Don't automatically scratch Harvard University off your college wish list because of its steep price.
The Ivy League school is overhauling its financial aid policies to attract more middle- and upper-middle-income students. Grants, for instance, will replace loans in undergraduate aid packages starting in the fall. And parents with incomes under $180,000 won't have to pay more than 10 percent of their income. That's a big discount at a school that costs more than $45,000 a year.
So if you have your heart set on Fair Harvard, apply. You still have to get in. But now you don't have to let the tuition stop you from even trying.
No interest in Harvard? You might benefit anyway.
Harvard isn't the first or only school to adopt a no-loan policy, and it won't be the last. In the past week, Duke University and California Institute of Technology also came out with plans to eliminate loans for lower- and middle-income students. The lesson in all this: Don't assume that you have to pay the full sticker price. Paying for college is like buying a car or an airline ticket - what you pay may not be the same as the next person.
"Higher education is a discounting industry," says Kalman Chany, author of Paying for College Without Going Broke. "They have been charging what the market can bear. The market is not going to bear these costs any more."
So, what should you do if applying to colleges soon?
First, parents and students must have a serious talk about the family finances and college, says James Boyle, president of College Parents of America. "It's sometimes a taboo topic within a family."
Cost, of course, shouldn't be the sole factor in choosing a school. And as we see, tuition discounts could be sizable at some of the priciest institutions. But this discussion about money is a necessary one, so "students and parents are on the same page of what the family can afford," Boyle says. It also would help later when evaluating aid packages, he says.
Next, do your research.
Some schools offer calculators on their Web sites that can give you a good idea of the aid package you would qualify for at that institution, says Matthew Reed, policy analyst with the Project on Student Debt.

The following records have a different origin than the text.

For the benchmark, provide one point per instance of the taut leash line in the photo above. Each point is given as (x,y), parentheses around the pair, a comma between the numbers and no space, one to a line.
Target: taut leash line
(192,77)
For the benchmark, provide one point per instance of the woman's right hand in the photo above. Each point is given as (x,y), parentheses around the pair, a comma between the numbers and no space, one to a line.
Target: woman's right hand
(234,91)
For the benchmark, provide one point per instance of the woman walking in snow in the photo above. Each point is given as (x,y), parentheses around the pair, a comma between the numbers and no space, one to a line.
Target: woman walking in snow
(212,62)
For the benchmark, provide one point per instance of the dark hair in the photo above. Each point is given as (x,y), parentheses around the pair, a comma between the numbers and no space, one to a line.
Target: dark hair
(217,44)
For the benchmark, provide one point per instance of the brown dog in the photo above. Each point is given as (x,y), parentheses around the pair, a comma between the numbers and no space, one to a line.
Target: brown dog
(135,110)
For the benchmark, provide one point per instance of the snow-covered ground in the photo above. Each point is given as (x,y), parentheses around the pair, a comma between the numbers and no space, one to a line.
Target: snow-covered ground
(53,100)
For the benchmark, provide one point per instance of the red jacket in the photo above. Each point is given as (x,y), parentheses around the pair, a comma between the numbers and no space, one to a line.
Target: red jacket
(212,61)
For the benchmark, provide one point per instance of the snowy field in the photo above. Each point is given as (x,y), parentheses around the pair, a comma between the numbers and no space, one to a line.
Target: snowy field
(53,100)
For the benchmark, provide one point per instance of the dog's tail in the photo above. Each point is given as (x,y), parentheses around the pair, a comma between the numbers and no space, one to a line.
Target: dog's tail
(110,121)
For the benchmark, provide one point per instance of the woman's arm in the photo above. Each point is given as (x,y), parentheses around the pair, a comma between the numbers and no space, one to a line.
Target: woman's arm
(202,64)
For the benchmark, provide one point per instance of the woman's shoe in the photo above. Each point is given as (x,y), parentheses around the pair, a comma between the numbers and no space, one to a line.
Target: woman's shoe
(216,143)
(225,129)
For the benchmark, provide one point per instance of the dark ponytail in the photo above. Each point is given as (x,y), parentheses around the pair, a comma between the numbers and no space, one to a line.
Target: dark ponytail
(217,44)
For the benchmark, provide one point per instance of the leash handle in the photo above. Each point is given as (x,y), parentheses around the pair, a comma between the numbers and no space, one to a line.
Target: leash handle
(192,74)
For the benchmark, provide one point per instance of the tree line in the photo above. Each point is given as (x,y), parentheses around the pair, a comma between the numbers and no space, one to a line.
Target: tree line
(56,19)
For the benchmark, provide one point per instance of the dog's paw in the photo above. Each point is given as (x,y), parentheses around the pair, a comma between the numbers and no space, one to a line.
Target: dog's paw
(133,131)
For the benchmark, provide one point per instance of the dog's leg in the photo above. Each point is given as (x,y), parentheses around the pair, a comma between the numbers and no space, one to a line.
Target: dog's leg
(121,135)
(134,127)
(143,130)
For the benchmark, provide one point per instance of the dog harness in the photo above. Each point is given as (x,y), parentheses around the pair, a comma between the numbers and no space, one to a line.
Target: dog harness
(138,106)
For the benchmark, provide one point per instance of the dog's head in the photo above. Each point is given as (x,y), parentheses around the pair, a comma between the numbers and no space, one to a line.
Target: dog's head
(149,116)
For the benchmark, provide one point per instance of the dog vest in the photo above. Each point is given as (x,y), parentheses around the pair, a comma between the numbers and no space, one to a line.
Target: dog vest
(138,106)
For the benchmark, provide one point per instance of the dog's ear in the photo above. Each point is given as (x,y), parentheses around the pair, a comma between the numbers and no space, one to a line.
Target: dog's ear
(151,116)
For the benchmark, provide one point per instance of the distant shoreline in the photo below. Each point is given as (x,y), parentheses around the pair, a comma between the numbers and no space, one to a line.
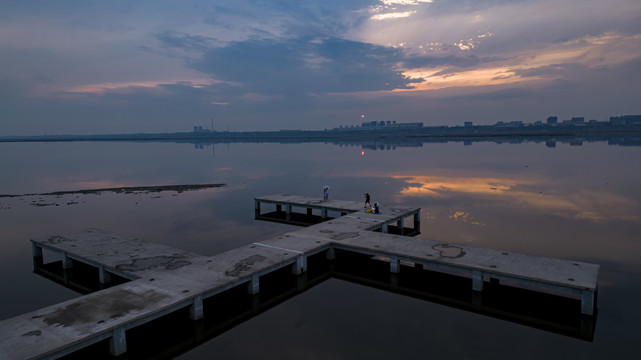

His group's Web site, www.projectondebt.org, also lists schools with no-loan or loan reduction policies.
Princeton University was the first to adopt a no-loan policy for all financial aid students in 2001. Since then, more than 30 schools have added similar programs.
University of Maryland, College Park is one of them.
It created a no-loan program in 2004 for Maryland residents whose family income is low enough - $44,000 or less - that the family isn't expected to contribute to the cost of college. College is financed by grants and work study.
Last year, the university introduced a Senior Debt Cap program to reduce the amount of borrowing by students with family incomes of $70,000 to $120,000. Students who have accumulated $15,900 in federal need-based loans will receive a grant their senior year so they don't have to take out more loans.
Seniors must be Maryland residents who have attended the College Park university since freshman year. Seventy-nine seniors were eligible for the debt cap last year.
"I got 16 thank-you letters back," says Sarah Bauder, director of financial aid at College Park. "It is a high percentage, especially for financial aid. We usually get hate mail, not love letters."
Harvard a few years ago stopped requiring families with incomes under $60,000 to contribute to the cost of college.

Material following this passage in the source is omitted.